Nos anos 70, vivi cercado de pessoas que iam a Poona, na Índia, em busca de sabedoria e paz interior. Lembro de uma amiga dos dias de Porto Alegre, mais conhecida como Olívia Palito. Com esse nome, nem é preciso definir a pessoa. Mesmo sem conhecê-la, quando chega num bar, já sabíamos que dela se tratava. Também atendia por A-que-nem-o-Pitanguy conserta. Mais tarde, ela mesma deu-se um apelido, Bodira. Fora a Poona, para um ashram coordenado por Rajneesh, o vigarista hindu dos 93 Rolls-Royces, e voltara rebatizada.
Após mais de década sem vê-la, encontrei-a em um boteco em Florianópolis, anos 80. Olívia! - exclamei. Ela fez que nem me ouviu. Repeti. Ela me olhou e disse: "meu nome é Bodira". Ocorre que só havia duas Olívias Palitos no mundo, ela e a do Popeye. Queria ser chamada de Bodira? Que fosse. Fi-la sentar e ela me contou suas aventuras na Índia. Foi quando me mostrou no peito um medalhão do vigarista, que então se chamava Rajneesh. "É meu mestre", disse. Caí na gargalhada, contei-lhe das vigarices do guru. Ela se ofendeu, levantou-se e foi embora. Eu estava desrespeitando sua fé. Enfim, tudo isto para dizer como apelido pode ser uma solução. Com o nome mais sujo que pau de galinheiro, Rajneesh passou a chamar-se de Osho e continuou a enganar de novo, desta vez com o nome novinho em folha.
Durante várias décadas, os jovens do Ocidente, influenciados por uma literatura barata, foram buscar luzes no país em que famintos morrem de fome nas ruas enquanto vacas defecam tranquilamente nas calçadas e ratos são alimentados com pires de leite por monges budistas.
Só no Rio Grande do Sul, conheci vários casos do gênero.
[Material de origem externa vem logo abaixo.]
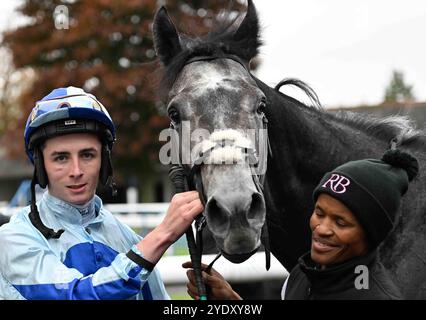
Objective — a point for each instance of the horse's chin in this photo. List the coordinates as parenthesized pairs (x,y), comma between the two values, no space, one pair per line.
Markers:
(238,258)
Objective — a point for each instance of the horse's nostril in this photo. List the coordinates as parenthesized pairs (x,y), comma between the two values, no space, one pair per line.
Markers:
(257,207)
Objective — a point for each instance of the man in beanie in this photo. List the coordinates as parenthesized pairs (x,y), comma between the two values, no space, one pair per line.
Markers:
(355,209)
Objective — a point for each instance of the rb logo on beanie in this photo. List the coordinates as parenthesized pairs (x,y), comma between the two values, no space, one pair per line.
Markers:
(372,190)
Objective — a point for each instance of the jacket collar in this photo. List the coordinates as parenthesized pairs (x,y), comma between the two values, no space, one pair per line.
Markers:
(335,278)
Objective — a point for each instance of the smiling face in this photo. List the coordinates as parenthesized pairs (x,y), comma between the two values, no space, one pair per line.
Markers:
(337,236)
(72,163)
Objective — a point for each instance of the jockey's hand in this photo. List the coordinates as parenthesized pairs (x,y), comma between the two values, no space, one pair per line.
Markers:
(183,209)
(217,287)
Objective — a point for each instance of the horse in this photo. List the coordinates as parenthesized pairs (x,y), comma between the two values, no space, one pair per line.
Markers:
(208,85)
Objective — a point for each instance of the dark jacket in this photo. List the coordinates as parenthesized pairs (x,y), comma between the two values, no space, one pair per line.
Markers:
(307,282)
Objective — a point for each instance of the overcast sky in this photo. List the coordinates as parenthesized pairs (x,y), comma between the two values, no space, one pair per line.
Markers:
(346,50)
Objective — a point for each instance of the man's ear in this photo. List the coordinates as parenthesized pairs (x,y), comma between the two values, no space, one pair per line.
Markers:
(166,38)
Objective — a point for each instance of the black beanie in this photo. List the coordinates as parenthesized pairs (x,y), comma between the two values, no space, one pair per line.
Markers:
(372,190)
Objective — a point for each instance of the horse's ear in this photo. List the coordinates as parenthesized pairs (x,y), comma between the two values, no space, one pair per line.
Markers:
(166,38)
(248,33)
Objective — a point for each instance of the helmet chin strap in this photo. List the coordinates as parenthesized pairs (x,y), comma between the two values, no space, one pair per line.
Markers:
(40,177)
(34,215)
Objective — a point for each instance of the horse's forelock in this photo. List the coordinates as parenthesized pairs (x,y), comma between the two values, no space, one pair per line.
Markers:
(218,42)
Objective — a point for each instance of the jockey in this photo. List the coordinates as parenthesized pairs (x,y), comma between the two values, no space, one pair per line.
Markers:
(67,245)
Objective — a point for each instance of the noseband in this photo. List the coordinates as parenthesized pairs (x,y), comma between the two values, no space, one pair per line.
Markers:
(193,170)
(188,177)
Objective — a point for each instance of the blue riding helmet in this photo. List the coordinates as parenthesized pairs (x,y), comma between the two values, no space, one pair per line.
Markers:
(64,111)
(67,110)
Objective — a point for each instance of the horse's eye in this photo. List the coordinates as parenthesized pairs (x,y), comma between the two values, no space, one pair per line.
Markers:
(261,107)
(174,114)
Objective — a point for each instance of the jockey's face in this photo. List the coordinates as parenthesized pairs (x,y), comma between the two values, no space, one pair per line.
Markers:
(72,163)
(337,236)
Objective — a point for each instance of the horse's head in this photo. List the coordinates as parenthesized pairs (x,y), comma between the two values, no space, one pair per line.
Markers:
(217,108)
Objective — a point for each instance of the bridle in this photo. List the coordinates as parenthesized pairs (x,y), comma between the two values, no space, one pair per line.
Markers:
(188,177)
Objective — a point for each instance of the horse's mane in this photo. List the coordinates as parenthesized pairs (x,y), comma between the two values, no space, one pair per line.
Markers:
(396,126)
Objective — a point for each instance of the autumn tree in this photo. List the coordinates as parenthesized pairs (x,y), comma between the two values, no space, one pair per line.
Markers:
(106,47)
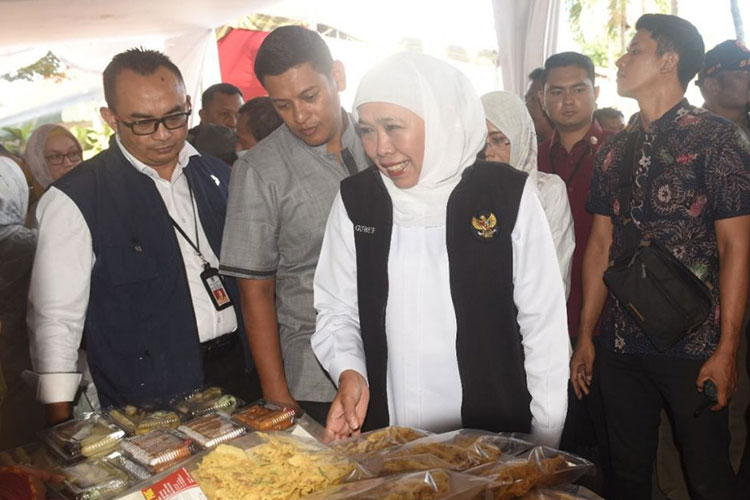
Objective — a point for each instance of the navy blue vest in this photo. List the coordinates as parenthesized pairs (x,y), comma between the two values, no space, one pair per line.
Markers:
(140,331)
(488,343)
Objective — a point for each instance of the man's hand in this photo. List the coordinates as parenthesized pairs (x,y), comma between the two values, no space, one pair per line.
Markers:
(56,413)
(722,370)
(349,407)
(582,366)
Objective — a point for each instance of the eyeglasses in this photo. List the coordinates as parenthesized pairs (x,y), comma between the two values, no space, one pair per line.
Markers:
(151,125)
(58,158)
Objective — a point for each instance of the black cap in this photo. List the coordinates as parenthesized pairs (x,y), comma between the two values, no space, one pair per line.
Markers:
(729,55)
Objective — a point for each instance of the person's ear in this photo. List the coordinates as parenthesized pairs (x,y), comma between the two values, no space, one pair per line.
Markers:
(339,75)
(108,116)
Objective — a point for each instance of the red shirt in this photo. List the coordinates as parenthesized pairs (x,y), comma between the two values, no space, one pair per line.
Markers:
(576,169)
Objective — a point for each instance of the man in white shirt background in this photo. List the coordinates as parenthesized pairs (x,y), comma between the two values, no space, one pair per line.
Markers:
(127,257)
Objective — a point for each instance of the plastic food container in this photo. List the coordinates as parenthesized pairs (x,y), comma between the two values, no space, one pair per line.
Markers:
(211,430)
(158,450)
(93,480)
(137,421)
(265,416)
(207,401)
(91,436)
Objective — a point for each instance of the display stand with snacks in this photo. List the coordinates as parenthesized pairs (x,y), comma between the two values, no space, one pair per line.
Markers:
(211,446)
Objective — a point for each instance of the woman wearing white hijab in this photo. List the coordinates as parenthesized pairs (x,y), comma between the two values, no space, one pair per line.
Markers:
(20,413)
(511,139)
(424,263)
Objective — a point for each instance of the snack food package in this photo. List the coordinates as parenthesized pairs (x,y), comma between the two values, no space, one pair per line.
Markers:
(138,421)
(456,450)
(206,401)
(158,450)
(376,441)
(33,455)
(97,479)
(540,467)
(90,436)
(428,485)
(570,492)
(264,415)
(270,466)
(211,430)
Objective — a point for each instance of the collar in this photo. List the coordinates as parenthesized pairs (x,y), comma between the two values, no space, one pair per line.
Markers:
(594,136)
(183,159)
(664,122)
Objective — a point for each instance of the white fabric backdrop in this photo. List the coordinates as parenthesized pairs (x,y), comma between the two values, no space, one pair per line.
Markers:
(527,33)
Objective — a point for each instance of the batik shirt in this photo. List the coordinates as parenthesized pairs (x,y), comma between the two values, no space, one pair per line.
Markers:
(692,169)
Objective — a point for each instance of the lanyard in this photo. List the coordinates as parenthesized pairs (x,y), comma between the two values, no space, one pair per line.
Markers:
(575,169)
(195,245)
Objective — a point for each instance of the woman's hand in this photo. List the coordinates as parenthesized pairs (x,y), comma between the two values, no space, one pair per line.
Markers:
(349,407)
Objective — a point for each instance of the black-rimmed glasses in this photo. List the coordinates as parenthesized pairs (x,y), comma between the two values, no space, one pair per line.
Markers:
(151,125)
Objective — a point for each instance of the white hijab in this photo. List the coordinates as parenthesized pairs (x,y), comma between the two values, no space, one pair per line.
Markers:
(14,198)
(508,113)
(455,130)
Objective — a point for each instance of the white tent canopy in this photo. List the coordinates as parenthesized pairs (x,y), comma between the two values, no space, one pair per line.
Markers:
(86,33)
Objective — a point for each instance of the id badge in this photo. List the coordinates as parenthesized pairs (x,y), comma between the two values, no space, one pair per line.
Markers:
(215,287)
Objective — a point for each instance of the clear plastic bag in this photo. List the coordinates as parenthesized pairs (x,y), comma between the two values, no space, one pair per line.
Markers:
(158,450)
(369,443)
(93,480)
(211,430)
(540,467)
(270,466)
(209,400)
(428,485)
(138,421)
(457,450)
(90,436)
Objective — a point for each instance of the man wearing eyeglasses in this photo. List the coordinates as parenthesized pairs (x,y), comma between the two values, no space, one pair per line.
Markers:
(127,257)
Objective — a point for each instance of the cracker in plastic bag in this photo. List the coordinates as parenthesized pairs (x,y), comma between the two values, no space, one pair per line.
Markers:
(273,466)
(457,450)
(428,485)
(379,440)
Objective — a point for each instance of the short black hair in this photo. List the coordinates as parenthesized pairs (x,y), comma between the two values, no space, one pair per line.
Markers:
(608,113)
(218,88)
(139,60)
(564,59)
(536,74)
(261,117)
(290,46)
(674,34)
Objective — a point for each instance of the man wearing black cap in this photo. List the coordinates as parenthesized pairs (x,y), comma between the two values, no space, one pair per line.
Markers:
(725,82)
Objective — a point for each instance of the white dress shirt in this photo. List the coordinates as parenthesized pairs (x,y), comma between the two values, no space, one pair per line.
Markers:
(423,383)
(61,278)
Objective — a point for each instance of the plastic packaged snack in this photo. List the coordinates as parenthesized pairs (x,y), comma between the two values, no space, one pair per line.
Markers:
(378,440)
(540,467)
(211,430)
(158,450)
(90,436)
(93,480)
(137,421)
(266,416)
(270,466)
(457,450)
(428,485)
(207,401)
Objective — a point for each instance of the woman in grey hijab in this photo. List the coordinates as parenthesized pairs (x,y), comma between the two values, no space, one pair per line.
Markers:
(20,414)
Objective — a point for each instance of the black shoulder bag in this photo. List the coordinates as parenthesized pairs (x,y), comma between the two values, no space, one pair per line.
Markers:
(659,292)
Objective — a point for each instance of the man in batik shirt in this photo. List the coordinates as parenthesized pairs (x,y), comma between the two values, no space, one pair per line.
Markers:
(691,192)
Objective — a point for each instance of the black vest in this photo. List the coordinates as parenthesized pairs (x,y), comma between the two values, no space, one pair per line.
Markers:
(140,330)
(488,342)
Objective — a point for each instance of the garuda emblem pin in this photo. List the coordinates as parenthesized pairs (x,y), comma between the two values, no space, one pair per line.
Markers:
(485,226)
Cito outro. Nos dias de Paris, recebi visita de uma gaúcha vinda de Poona, que parecia ser a Jerusalém dos 70. Vinha também do ahsram do futuro Osho. Perguntei quanto lhe custara a aventura. Ah, baratinho. Cinco rupias por palestra do guru, dez de hospedagem por dia, mais outro tanto pela comida. De fato, era uma insignificância. Ela falava, eu fazia contas num caderninho.
Que estás fazendo? – quis saber.
- Só umas continhas – respondi -. Quantos assistem à palestra do guru?
- Bom, são três mil.
A história mudava de figura. Fui multiplicando, somando hospedagem, comida, palestras. Dava uns 20 mil francos por dia, salário que nem executivo ganhava no mês em Paris. A menina contou-me ainda outra historinha de um casal gaúcho.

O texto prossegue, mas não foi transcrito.